良く工夫された良い品だと思います。ですが、いくつか気づいた点があります。組立後の背が 250cm 程度と非常に高いにもかかわらず、小さく梱包して安価に輸送して利用者が組み立てる必要のある組立家具として売られているという本品の特性に由来するものです。
1. 指定の組立手順の危うさ
本品は大まかに言うと下段、中段、上段と突っ張り板から成ります。説明書の組み立て手順には、まず下段と中断を接続するように指定されています。しかし、下段と中段の接続は極めて危ういものであり、組立作業中にこの本棚を傾けるのは非常に危険です。一方、上段と中段の接続は非常に頑丈です。なので、まずは下段を組み立てて設置予定場所の付近に置き、次に上段を組み立て、そこに中段を接続し、突っ張り板に金具を取り付けておき、それから下段の天井と中段の床のダボ穴に接着剤を入れてダボを入れ、その直後に連結済の上・中段に突っ張り板を挿し込んでそれらを下段の上に置き、接続金具で中段と下段を固定し、最終設置位置に移動させるという手順の方が安全で作業しやすいと思います。上段と中段を接続しても合計の重量は大人ならば十分に一人で扱える範囲に収まっています。ただ、この場合に問題になるのは、天井の高さに応じた上段と中段の固定位置でして、残念ながら実際の寸法を見ながら決めることができなくなります。

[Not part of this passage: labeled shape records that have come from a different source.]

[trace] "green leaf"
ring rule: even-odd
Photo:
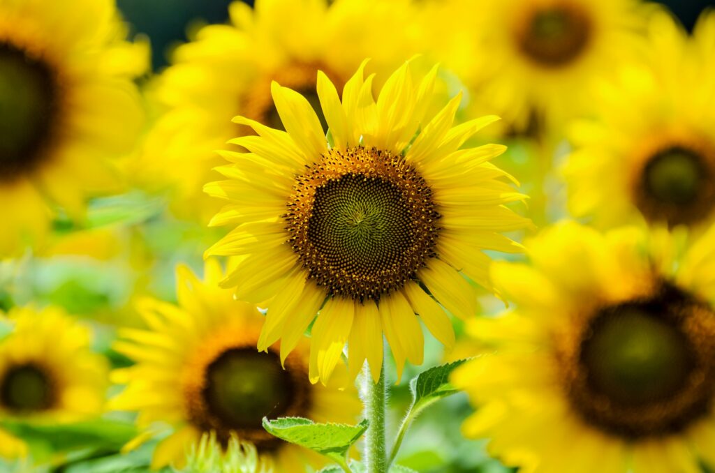
[[[402,425],[398,432],[395,444],[390,452],[388,462],[392,463],[397,458],[398,452],[402,445],[403,440],[408,429],[420,412],[443,397],[450,396],[458,392],[449,382],[450,374],[459,367],[467,359],[460,359],[447,364],[443,364],[434,368],[430,368],[417,375],[417,377],[410,382],[410,390],[412,391],[412,405],[407,412],[407,415],[403,420]]]
[[[36,425],[8,421],[1,428],[27,442],[36,459],[51,452],[92,455],[97,451],[117,452],[137,435],[134,425],[109,419]]]
[[[272,435],[317,452],[340,464],[345,464],[347,451],[363,437],[368,424],[367,419],[358,425],[347,425],[315,424],[302,417],[263,418],[263,428]]]
[[[449,383],[449,377],[452,372],[466,361],[460,359],[430,368],[410,381],[410,389],[413,396],[411,409],[426,407],[425,404],[432,404],[439,399],[458,392],[458,390]]]
[[[352,473],[365,473],[367,471],[365,464],[361,462],[350,462],[350,468]],[[344,472],[345,470],[339,465],[330,465],[321,469],[318,473],[343,473]],[[402,465],[393,465],[390,467],[390,473],[418,473],[418,472]]]

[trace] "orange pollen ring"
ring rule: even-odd
[[[286,243],[330,295],[378,301],[437,256],[432,190],[402,156],[330,150],[296,177],[287,209]]]

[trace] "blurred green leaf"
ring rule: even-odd
[[[358,425],[315,424],[302,417],[263,418],[263,428],[270,434],[300,445],[344,464],[347,451],[368,429],[369,422],[363,419]]]
[[[452,372],[458,368],[466,359],[443,364],[434,368],[430,368],[417,375],[417,377],[410,382],[410,390],[412,392],[412,405],[407,412],[400,430],[398,432],[395,444],[390,452],[388,463],[392,464],[397,457],[398,452],[402,445],[403,440],[410,425],[420,413],[428,406],[439,399],[459,392],[449,383],[449,377]]]
[[[134,438],[134,425],[115,420],[96,420],[66,424],[29,425],[23,422],[6,422],[2,427],[39,449],[67,452],[75,450],[119,450]]]
[[[367,471],[365,464],[360,462],[350,462],[350,469],[352,473],[365,473]],[[325,467],[318,472],[318,473],[343,473],[344,471],[338,465],[330,465]],[[390,473],[418,473],[418,472],[407,467],[403,467],[402,465],[393,465],[390,468]]]
[[[449,383],[449,377],[452,372],[464,363],[465,359],[443,364],[442,366],[430,368],[420,373],[416,378],[410,382],[410,389],[412,390],[413,405],[411,410],[424,409],[426,405],[439,399],[450,396],[456,392]]]

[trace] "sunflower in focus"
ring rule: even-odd
[[[231,119],[244,115],[281,128],[272,81],[303,93],[320,115],[318,69],[341,86],[368,54],[375,70],[393,70],[416,52],[393,29],[409,21],[408,6],[407,0],[257,0],[252,9],[234,2],[230,24],[202,28],[177,48],[173,65],[155,84],[152,94],[163,111],[137,174],[172,187],[175,214],[208,222],[218,206],[202,188],[223,162],[215,150],[252,133]]]
[[[437,68],[418,77],[411,64],[390,76],[377,101],[363,66],[342,103],[319,72],[330,142],[310,101],[274,82],[287,131],[237,118],[258,136],[235,140],[249,152],[223,152],[232,164],[217,170],[228,179],[205,187],[230,201],[214,222],[236,226],[207,252],[240,258],[222,286],[267,309],[259,349],[280,339],[285,357],[320,312],[312,382],[329,379],[346,342],[352,375],[367,359],[377,379],[383,333],[399,373],[405,359],[421,364],[420,319],[450,346],[440,304],[473,316],[476,297],[464,276],[488,287],[483,250],[518,252],[499,232],[528,225],[504,206],[524,196],[489,162],[505,146],[459,149],[497,118],[453,127],[460,95],[430,116]]]
[[[479,407],[463,433],[524,472],[715,466],[714,236],[569,223],[495,264],[516,309],[470,327],[491,353],[452,379]]]
[[[57,206],[79,219],[87,196],[116,190],[106,159],[142,126],[132,79],[148,54],[111,0],[1,0],[0,31],[2,257],[39,243]]]
[[[253,444],[260,457],[257,468],[290,472],[318,467],[320,458],[273,437],[262,420],[354,422],[360,404],[354,389],[342,389],[347,370],[329,387],[313,386],[307,381],[305,344],[282,366],[277,344],[259,352],[263,316],[218,287],[224,276],[214,260],[207,262],[205,282],[179,267],[178,307],[147,300],[140,312],[149,329],[122,331],[116,349],[136,364],[114,372],[114,380],[127,386],[111,406],[138,411],[137,422],[146,431],[127,448],[161,433],[157,426],[164,423],[172,432],[157,445],[152,468],[182,467],[202,436],[212,432],[225,447],[235,436]]]
[[[453,44],[435,54],[470,87],[473,102],[527,132],[589,109],[587,85],[634,57],[643,8],[633,0],[450,0],[427,21],[456,25],[442,34]]]
[[[689,38],[665,12],[651,22],[652,66],[604,84],[599,113],[577,123],[566,174],[576,216],[613,226],[706,226],[715,212],[715,15]],[[627,106],[623,98],[628,97]]]
[[[101,413],[109,367],[90,348],[89,331],[55,308],[15,307],[0,340],[0,417],[56,424]],[[0,455],[14,457],[26,446],[0,430]]]

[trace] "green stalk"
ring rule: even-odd
[[[370,427],[365,432],[363,460],[368,467],[367,473],[387,473],[385,412],[388,396],[385,384],[384,360],[377,383],[373,381],[368,363],[363,368],[362,381],[361,397],[365,406],[365,417],[370,421]]]
[[[410,412],[408,412],[405,419],[403,419],[403,423],[400,426],[400,430],[398,432],[398,437],[395,439],[395,445],[393,446],[393,449],[390,452],[390,457],[388,459],[388,468],[392,466],[395,458],[398,456],[398,452],[400,450],[400,447],[402,447],[402,442],[405,439],[405,434],[407,434],[408,429],[412,424],[412,421],[415,420],[417,414],[416,411],[410,408]]]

そこで、天井の高さが何cm~何cmならば上段と中段のどの穴を繋ぐべきかの表を予め作って説明書に載せておいた方が良いのではないかと思います。
2. 強度の危うさ
中段と下段の接続が極めて弱いゆえに、横方向の力には極めて弱いです。ですが、もともとこの商品は、棚板の横側にも穴が開いているとか、固定棚板を留めるネジ頭を考慮していないといった点からも分かるように、見た目よりも実用性とか柔軟性の方を重視した商品です。それに元々中段を壁に固定する必要があります。つまり壁に傷をつけることを初めから許容するしかない商品だと思います。なので、金具を買い足して追加で何か所か壁に固定しておいた方が安全だろうと思います。
どちらの問題も、コスト上昇を許容して中段と下段の接続に強力な金具を採用するなどすれば解消できそうですので、メーカーの方にはそちらをご検討いただいても宜しいかもしれないとは思いますが、この商品を買う方は十分に注意しておいた方が良いと思います。